AK Parti'nin iktidara geldiği günden itibaren başörtüsü, imam hatip gibi 28 Şubat'ın etkilediği alanlarda özgürlükçü girişimlerde bulunduğunu vurgulayan Öksüz, sözlerini şöyle sürdürdü:
"Recep Tayyip Erdoğan, imam hatiplilerin onurudur, inanç özgürlüklerinin kalesidir ve dünyanın vicdan kalesi Türkiye'nin öncüsüdür. O profil Türkiye'de başbakan oluyor ama Türkiye'de Sayın Cumhurbaşkanımız, başbakan olduğunda cumhurbaşkanı kimdi? Bürokrasinin içinde halen kimler hakimdi? Daha sonrasında da 'Kardeşim' dediği insanlardan nasıl muameleler gördü? Bu bakış açısını ortaya koyduğumuzda aslında 2002'de hükümet etmeye başladı Sayın Cumhurbaşkanımız ama iktidar olmaya başladığı dönem 2010-2011'dir. O mazlumların, 28 Şubat mağdurlarının iktidarın içerisinde belli ölçeğe ulaşıncaya kadar geçen süreçte de bu sürecin belki de gecikmesinde de 28 Şubat'ın aktörlerinin, azmettiricilerinin ve işbirlikçilerinin kesinlikle birinci elden sorumluluğu mevcuttur. Küçük belli düzenlemeler yapılırken dahi e-muhtıralarla karşılaşıldı. Bunların gerçek yüzü ortaya çıkmaya başlamasıyla aslında Türkiye normalleşmeye başladı."

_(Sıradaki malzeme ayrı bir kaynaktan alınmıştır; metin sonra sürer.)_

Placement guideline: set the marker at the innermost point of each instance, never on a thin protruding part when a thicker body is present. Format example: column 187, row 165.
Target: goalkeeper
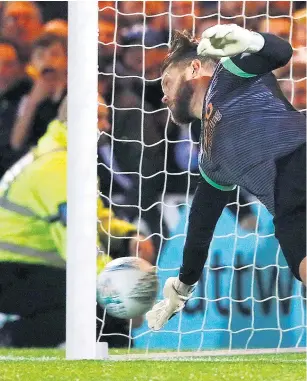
column 33, row 242
column 251, row 137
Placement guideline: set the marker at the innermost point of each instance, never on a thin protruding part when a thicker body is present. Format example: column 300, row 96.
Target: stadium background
column 132, row 46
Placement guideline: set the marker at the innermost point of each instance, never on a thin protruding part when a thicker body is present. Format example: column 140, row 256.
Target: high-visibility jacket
column 33, row 205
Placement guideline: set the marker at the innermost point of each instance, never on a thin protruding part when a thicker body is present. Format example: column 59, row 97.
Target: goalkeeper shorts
column 290, row 207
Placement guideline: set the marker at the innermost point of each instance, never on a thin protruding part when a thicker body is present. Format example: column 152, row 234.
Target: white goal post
column 82, row 180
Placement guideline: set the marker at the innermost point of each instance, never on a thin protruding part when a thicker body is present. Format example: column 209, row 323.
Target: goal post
column 82, row 180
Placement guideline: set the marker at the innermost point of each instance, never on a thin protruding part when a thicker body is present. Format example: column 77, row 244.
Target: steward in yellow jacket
column 33, row 242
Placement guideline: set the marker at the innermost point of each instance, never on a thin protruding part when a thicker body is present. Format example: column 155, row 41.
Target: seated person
column 33, row 242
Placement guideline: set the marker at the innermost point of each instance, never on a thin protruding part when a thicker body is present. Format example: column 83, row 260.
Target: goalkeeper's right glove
column 176, row 294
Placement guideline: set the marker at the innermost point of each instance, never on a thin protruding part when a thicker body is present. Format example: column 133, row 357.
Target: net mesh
column 247, row 297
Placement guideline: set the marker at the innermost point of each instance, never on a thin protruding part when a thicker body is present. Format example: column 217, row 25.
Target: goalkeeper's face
column 178, row 93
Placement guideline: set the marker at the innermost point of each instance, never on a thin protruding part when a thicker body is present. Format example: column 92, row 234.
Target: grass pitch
column 43, row 365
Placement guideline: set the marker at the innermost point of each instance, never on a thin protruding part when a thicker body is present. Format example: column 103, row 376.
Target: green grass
column 41, row 365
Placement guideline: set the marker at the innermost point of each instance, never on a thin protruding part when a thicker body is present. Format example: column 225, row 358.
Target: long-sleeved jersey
column 247, row 125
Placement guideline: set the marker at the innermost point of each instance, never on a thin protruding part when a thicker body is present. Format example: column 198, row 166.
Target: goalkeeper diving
column 251, row 137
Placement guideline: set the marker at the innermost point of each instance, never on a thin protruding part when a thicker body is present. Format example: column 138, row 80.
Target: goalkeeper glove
column 176, row 294
column 229, row 40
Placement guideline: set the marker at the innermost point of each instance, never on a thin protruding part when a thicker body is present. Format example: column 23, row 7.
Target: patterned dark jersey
column 247, row 125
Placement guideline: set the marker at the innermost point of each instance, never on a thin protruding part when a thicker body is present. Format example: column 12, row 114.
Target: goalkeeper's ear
column 194, row 69
column 62, row 112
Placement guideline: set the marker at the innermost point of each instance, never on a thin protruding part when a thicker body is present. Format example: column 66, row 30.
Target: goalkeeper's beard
column 180, row 112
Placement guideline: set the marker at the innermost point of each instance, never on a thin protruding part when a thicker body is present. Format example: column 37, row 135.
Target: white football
column 127, row 287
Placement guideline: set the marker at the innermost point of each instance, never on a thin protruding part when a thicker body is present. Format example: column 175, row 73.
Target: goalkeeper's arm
column 275, row 53
column 207, row 206
column 246, row 51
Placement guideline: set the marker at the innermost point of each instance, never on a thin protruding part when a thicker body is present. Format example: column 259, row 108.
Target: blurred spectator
column 39, row 107
column 156, row 16
column 53, row 10
column 22, row 23
column 106, row 45
column 183, row 14
column 299, row 29
column 33, row 250
column 132, row 13
column 13, row 86
column 56, row 26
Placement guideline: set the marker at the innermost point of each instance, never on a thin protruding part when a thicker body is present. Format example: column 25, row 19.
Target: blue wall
column 237, row 312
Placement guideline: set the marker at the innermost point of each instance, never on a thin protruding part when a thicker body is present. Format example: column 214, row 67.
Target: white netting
column 247, row 297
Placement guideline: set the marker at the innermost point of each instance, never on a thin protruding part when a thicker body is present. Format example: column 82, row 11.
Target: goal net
column 246, row 297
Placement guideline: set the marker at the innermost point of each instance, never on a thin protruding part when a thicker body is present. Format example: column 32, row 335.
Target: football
column 127, row 287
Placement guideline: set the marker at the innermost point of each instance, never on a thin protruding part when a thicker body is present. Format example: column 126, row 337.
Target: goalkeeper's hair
column 183, row 50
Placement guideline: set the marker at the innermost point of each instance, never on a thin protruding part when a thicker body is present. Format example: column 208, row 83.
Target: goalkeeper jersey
column 247, row 125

Öksüz, Türkiye'nin 15 Temmuz'dan sonra normalleşme sürecini yaşadığına dikkati çekerek, "Ondan öne tüm dönemler anormal süreçlerdi. 15 Temmuz'un en büyük katkılarından bir tanesi de Türkiye'nin normalleşme adımlarını daha güçlü atabilmesine fırsat tanımasıdır. 28 Şubat'ta akan gözyaşlarıyla 15 Temmuz'da akan kanlar kardeştir. 28 Şubat'ta gözyaşlarını akıtanlarla, 15 Temmuz'daki kanları akıtanlar aynı kansızlardı. Aynı kaynaklardan beslenenlerdi, aynı hedefe yürüyenlerdi. 28 Şubat'ta o zulümleri yapanlar 'Milletin ve hakkın iradesi değil sadece bizim irademiz hüküm sürer.' mantığındaydı. 15 Temmuz'u yapanlar da 'Milletin ve hakkın değil sadece bizim irademiz hüküm sürer.' diyenlerdi."